Florida-based Psych-Space rockers, Sons Of Hippies, take flight on the backs of mythical, winged beasts to bring you Griffons
At The Gates Of Heaven, the band's newest and most ambitious recording to date, available July 16 on Cleopatra Records. Mixed by legendary Seattle producer Jack Endino (Nirvana, L7) and mastered at Abbey Road Studios, the album fearlessly synthesizes four decades of rock with heavily echoed, neo-Surf guitar, sinister mellotron and crunching power chords. "Rose," the album's second single, has achieved extensive support at radio, debuting on KROQ's "Rodney On The ROQ" program earlier this month as well as landing on CMJ's Top 200 chart. Simultaneously, the band has been touring across the eastern states, including several special engagements with UK prog legends Nektar.

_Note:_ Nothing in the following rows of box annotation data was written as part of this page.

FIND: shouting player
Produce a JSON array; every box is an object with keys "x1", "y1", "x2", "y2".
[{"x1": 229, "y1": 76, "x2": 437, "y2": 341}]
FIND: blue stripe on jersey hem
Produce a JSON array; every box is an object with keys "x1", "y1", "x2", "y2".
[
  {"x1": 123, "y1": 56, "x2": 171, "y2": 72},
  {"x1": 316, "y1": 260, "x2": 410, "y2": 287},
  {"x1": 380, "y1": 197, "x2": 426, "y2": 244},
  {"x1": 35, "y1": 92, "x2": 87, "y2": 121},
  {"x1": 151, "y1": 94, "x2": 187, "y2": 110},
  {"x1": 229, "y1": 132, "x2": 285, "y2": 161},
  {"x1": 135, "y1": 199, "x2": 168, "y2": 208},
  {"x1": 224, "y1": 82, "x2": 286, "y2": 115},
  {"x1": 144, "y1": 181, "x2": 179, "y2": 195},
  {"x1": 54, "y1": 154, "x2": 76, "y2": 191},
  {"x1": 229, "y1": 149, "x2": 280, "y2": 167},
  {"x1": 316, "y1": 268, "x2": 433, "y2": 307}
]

Conceived by the spiritual union of guitarist/vocalist Katherine Kelly and drummer Jonas Canales amidst the good vibes of the Bonnaroo Music Festival, Sons Of Hippies began their journey in 2008, adding bassist David Daly to the fold in 2011. Together the trio conquered the Florida music scene, earning accolades from audiences and critics alike including honors from their local alternative weekly Creative Loafing. True to their name, the band struggles to maintain the hopeful humanism of their '60s forebears while living in today's alienating post-modern society. "I have always been drawn to ideas of perception versus reality," says Katherine, "Humans live to tell stories to each other. But what happens in translation is often such a mutation of the truth that we become ideas of ourselves instead of just ourselves. I want our music to remind people to come back to themselves."

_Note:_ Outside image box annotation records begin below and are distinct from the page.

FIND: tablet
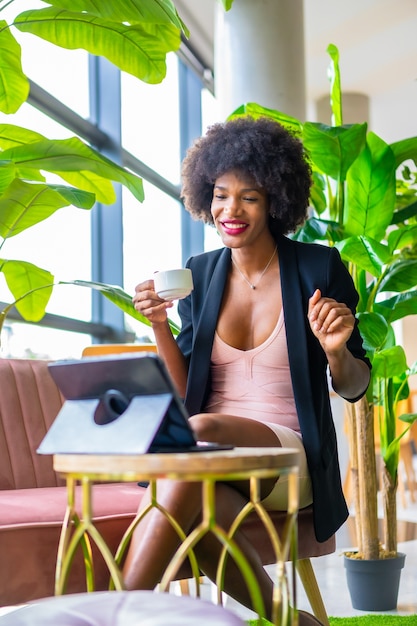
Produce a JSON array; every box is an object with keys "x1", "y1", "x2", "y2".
[{"x1": 38, "y1": 352, "x2": 233, "y2": 454}]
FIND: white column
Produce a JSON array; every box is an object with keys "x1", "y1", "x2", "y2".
[
  {"x1": 316, "y1": 92, "x2": 369, "y2": 126},
  {"x1": 214, "y1": 0, "x2": 306, "y2": 120}
]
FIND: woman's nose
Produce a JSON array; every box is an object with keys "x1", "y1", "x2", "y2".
[{"x1": 224, "y1": 196, "x2": 239, "y2": 215}]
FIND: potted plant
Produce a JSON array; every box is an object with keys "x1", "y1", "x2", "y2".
[{"x1": 231, "y1": 45, "x2": 417, "y2": 610}]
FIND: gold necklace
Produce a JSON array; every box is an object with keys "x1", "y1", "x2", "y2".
[{"x1": 231, "y1": 246, "x2": 277, "y2": 289}]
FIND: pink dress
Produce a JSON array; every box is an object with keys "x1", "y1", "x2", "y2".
[{"x1": 205, "y1": 310, "x2": 312, "y2": 510}]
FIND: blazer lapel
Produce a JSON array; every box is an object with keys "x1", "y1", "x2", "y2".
[
  {"x1": 186, "y1": 248, "x2": 231, "y2": 415},
  {"x1": 278, "y1": 237, "x2": 317, "y2": 444}
]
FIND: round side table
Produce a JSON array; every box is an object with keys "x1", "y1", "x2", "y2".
[{"x1": 54, "y1": 448, "x2": 299, "y2": 624}]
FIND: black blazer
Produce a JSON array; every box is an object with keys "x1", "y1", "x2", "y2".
[{"x1": 177, "y1": 236, "x2": 370, "y2": 541}]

But the band isn't all ponderous philosophy - the first official video promoting Griffons, "Spaceship Ride," is a musical peyote trip back to child-like innocence, while the video for "Rose" cheekily sends-up '70s exploitation flicks with the band themselves cast as the surprised victims of 3 blood-lusty females. As UK magazine Vive Le Rock enthused in their review of Griffons "Psychedelia just got sexy."